Bagnell Law, LLC, is also representing Slatowski in the case and attorney Jeffrey S. Bagnell several other people who have suffered injuries with Sig Sauer’s P320. Bagnell said, “There are hundreds of thousands of these guns in circulation now – in the holsters of police and in households of private citizens – and we believe, based on the disturbing number of incidents to date, that they present a serious safety risk to their owners and those around them.”
Slatowski’s attorneys said Slatowski’s weapon accidentally fired despite the Sig Sauer promotional material claiming the gun will not fire “unless you want it to.”
The lawsuit is particularly noteworthy as the Sig Sauer P320 is a design nearly identical to the M17 and M18 Modular Handgun System adopted by the U.S. Army in 2017.
“I’m shocked that a firearms manufacturer would design, build and sell a lethal weapon knowing it could fire without the most highly trained soldier, agent, or civilian ever touching the trigger,” Slatowski said. “I also cannot believe that the gun maker repeatedly has blamed the victims for their own negligence, as if me, the sheriff’s deputy in Virginia whose leg was shattered, the special forces operative in Canada, on and on, were all at fault, as if we intended to shoot ourselves.
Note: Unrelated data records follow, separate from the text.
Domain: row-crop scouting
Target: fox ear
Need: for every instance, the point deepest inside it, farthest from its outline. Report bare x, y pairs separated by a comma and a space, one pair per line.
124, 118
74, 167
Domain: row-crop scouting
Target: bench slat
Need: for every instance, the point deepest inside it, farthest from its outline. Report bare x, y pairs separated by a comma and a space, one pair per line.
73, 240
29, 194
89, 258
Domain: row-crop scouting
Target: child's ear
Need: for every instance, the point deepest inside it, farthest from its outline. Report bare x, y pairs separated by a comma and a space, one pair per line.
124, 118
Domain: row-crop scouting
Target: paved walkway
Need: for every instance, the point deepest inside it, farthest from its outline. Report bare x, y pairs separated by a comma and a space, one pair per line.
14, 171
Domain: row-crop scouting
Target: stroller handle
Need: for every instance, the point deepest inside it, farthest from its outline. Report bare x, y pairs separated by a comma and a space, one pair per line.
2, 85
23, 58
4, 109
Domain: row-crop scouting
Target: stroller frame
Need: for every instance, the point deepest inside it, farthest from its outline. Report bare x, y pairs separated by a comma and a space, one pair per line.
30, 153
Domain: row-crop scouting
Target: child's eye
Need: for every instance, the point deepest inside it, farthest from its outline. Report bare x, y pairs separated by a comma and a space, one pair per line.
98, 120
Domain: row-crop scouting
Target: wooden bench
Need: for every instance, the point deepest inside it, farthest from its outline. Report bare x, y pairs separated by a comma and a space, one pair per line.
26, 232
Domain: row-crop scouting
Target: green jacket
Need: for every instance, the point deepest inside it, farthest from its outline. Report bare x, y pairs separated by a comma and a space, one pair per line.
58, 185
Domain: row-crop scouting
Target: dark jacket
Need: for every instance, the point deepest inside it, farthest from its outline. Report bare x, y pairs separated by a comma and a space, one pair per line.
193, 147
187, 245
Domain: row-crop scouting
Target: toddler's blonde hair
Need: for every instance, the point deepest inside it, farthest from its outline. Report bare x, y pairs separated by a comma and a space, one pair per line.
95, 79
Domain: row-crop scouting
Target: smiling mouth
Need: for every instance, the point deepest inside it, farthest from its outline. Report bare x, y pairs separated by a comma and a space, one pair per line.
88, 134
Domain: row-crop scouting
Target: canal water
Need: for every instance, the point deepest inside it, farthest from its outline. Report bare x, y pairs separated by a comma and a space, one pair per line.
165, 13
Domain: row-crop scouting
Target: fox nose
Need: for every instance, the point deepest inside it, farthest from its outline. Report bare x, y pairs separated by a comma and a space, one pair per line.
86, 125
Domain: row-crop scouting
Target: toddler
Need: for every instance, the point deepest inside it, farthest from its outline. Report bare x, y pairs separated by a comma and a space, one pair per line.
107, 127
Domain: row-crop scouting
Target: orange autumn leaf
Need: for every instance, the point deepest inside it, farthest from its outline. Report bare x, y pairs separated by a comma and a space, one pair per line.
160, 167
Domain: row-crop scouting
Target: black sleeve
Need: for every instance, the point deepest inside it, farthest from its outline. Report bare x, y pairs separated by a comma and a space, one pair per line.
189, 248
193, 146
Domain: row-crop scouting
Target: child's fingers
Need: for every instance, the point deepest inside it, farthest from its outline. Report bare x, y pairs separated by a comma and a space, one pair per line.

They don’t confront the fact their gun is prone to defective firing and somebody’s going to get killed unless they’re recalled and fixed.”
Sig Sauer spokesman Michael Marotte told Military.com the gun manufacturer is not prepared to comment on the new lawsuit.
Sig Sauer has previously seen lawsuits raising concerns with the P320. In March 2020, a judge allowed a lawsuit to proceed against Sig Sauer over similar P320 accidental discharge concerns and the company agreed to provide a free voluntary upgrade to anyone who purchased models of the firearm manufactured before Aug. 8, 2017.
Slatowski’s lawsuit alleges the P320 has had at least 28 accidental discharge incidents among law enforcement officers, 15 of which have resulted in injuries.